Division of Genetics, Department of Cancer Biology, the Institute of Medical Science, the University of Tokyo, Japan.
Ann Neurol. 2011 Feb;69(2):418-22. doi: 10.1002/ana.22312.
Myasthenia gravis (MG) is an autoimmune disease of the neuromuscular junction, where acetylcholine receptor (AChR), muscle-specific kinase (MuSK), and low-density lipoprotein (LDL) receptor-related protein 4 (Lrp4) are essential. About 80% and 0% to 10% of patients with generalized MG have autoantibodies to AChR and MuSK, respectively, but pathogenic factors are elusive in others. Here we show that a proportion of AChR antibody-negative patients have autoantibodies to Lrp4. These antibodies inhibit binding of Lrp4 to its ligand and predominantly belong to the immunoglobulin G1 (IgG1) subclass, a complement activator. These findings together indicate the involvement of Lrp4 antibodies in the pathogenesis of AChR antibody-negative MG.
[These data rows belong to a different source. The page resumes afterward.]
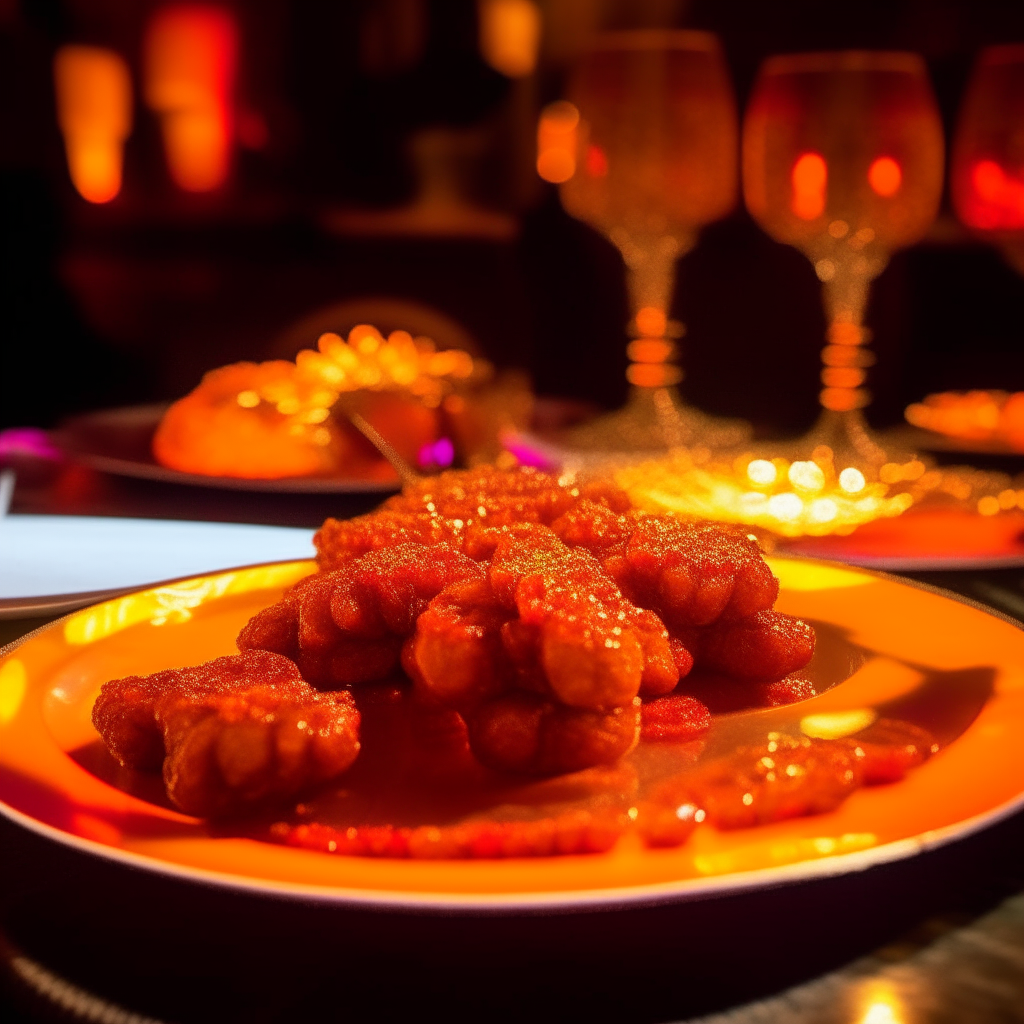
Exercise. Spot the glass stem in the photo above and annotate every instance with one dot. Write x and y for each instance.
(650, 278)
(842, 425)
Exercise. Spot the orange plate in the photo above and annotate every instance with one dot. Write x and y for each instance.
(49, 681)
(925, 539)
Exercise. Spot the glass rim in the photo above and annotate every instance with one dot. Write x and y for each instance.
(653, 39)
(833, 60)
重症肌无力(MG)是一种神经肌肉接头的自身免疫性疾病,其中乙酰胆碱受体(AChR)、肌肉特异性激酶(MuSK)和低密度脂蛋白受体相关蛋白 4(Lrp4)是必不可少的。约 80%和 0%至 10%的全身性 MG 患者分别具有针对 AChR 和 MuSK 的自身抗体,但其他患者的致病因素尚不清楚。在这里,我们表明,一部分 AChR 抗体阴性的患者具有针对 Lrp4 的自身抗体。这些抗体抑制 Lrp4 与其配体的结合,并且主要属于免疫球蛋白 G1(IgG1)亚类,是补体激活物。这些发现共同表明 Lrp4 抗体参与了 AChR 抗体阴性 MG 的发病机制。